The association started looking for a new house, finally moving in 1979 to an apartment building provided cheaply by the city’s housing authority, which could shelter a maximum of 40 people. At the time, demand was so great that the countless mattresses for the women and their children had to be propped up against the walls during the day, and the employees only had a tiny office. Given this situation, it was obviously difficult to offer professional and follow-up help over and above initial emergency accommodation. Many women returned to their old relationships. This was not what the association was trying to achieve with its work.
While initially there were only volunteers – housewives, working people and students – from 1978 the state of NRW funded a social worker who was joined a year later by a housekeeping employee, in 1988 by an educator for the children and, almost twenty years after the Frauenhaus was founded, by a second social education worker. The City helped to secure the Frauenhaus’s existence with a fixed allocation from its budget. However, the association has to raise additional donations of at lest 35,000 euros – no small matter!
Gisela Timpe-Rottwilm – now the First Chairwoman of the association which has around 100 members – recalls the »catastrophic« beginnings. »At the time we were funded by per diem allowances per woman and per child. This gave rise to an absurd situation: the fuller the house became, the better off we were…« She herself initially started off as a volunteer dealing with office work. »When it came to financial negotiations, it helped that I wasn’t one of that group wearing lilac dungarees,« says the former executive secretary, looking back on the effect of her then rather conservative style of dressing. Ultimately, she was able to achieve a part-time position as the managing director in 1992. Since this job was created 25 years ago, the scope of her duties has significantly increased. Multi-tasking is essential: the managing director is the link between the executive board and the staff; she sets the tone, creates the mood that should prevail in the house, and has an open, empathetic ear for the women. In addition to time-consuming communication in every direction, there is also bookkeeping, personnel management, fundraising, appointments, team meetings, work reports, attending to the members …
The need for the Frauenhaus has long been beyond question. Four decades after its foundation, the sad reality is that around 25,000 violent assaults are reported per year in NRW. The real figure is probably far higher.
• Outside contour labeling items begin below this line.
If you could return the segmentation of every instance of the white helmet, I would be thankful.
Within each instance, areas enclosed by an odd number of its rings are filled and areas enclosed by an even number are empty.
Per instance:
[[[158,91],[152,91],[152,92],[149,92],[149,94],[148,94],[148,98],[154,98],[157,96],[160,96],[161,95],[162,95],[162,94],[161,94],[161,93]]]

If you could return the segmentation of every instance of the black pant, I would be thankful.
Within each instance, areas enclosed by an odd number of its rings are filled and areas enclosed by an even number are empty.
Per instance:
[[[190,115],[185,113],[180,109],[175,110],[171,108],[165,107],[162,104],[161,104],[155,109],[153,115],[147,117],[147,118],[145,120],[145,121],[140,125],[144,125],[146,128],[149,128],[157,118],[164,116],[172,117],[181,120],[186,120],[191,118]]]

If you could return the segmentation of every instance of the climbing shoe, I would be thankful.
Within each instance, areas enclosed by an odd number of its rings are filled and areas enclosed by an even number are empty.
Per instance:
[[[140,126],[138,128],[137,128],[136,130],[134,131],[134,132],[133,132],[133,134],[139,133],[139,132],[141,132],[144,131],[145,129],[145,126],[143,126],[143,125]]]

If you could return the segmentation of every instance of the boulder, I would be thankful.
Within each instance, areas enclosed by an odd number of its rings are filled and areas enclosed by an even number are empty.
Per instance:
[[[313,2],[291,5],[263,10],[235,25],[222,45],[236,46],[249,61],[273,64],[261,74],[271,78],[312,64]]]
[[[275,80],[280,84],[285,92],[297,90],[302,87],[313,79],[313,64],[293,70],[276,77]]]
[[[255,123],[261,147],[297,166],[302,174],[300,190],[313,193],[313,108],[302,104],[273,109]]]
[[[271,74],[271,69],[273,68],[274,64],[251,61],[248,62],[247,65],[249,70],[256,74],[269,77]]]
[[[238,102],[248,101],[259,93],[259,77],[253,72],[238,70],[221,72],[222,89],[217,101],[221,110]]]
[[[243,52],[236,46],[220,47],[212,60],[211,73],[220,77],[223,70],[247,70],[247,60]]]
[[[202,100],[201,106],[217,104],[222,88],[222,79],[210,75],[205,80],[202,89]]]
The Frauenhaus in Düsseldorf that has been run autonomously for 40 years has sheltered more than 4,000 women and just as many children, advised them, accompanied them to the authorities, provided them with contacts within the network, and supported them on their way to violence-free self-determination. »The Frauenhaus as a springboard to another life« is how Gisela Timpe-Rottwilm describes it.
In the meantime, 80–90 per cent of those seeking protection have a migrant background; most of the largely young women with small children come from Turkey, Morocco and Eastern Europe. They are trapped in complex problem situations, are not aware of their legal rights, and have a greater need for »follow-up counselling«. The Frauenhaus recently started offering German classes once a week on request, in order to minimise communication problems within the house itself, and to help when dealing with formalities and the authorities. Former residents also step in and help out as translators.
The atmosphere in the Frauenhaus is cheerful and friendly, even when the weather is damp and dreary outside. It is like a big family home with a spacious kitchen, recreation room and dining room. There are 17 beds in the six bedrooms. Two particularly attractive features are the brightly colourful children’s house with many stimulating games and toys, and a garden in which residents can relax. It is the staff, however, who form the heart of the Frauenhaus. Their professional expertise, solidarity, dedication and resilience are what makes this house so strong.
It is a great affirmation of the Frauenhaus’s work that most of the women who have stayed here have meanwhile found a good way of shaping their new lives for themselves and their children.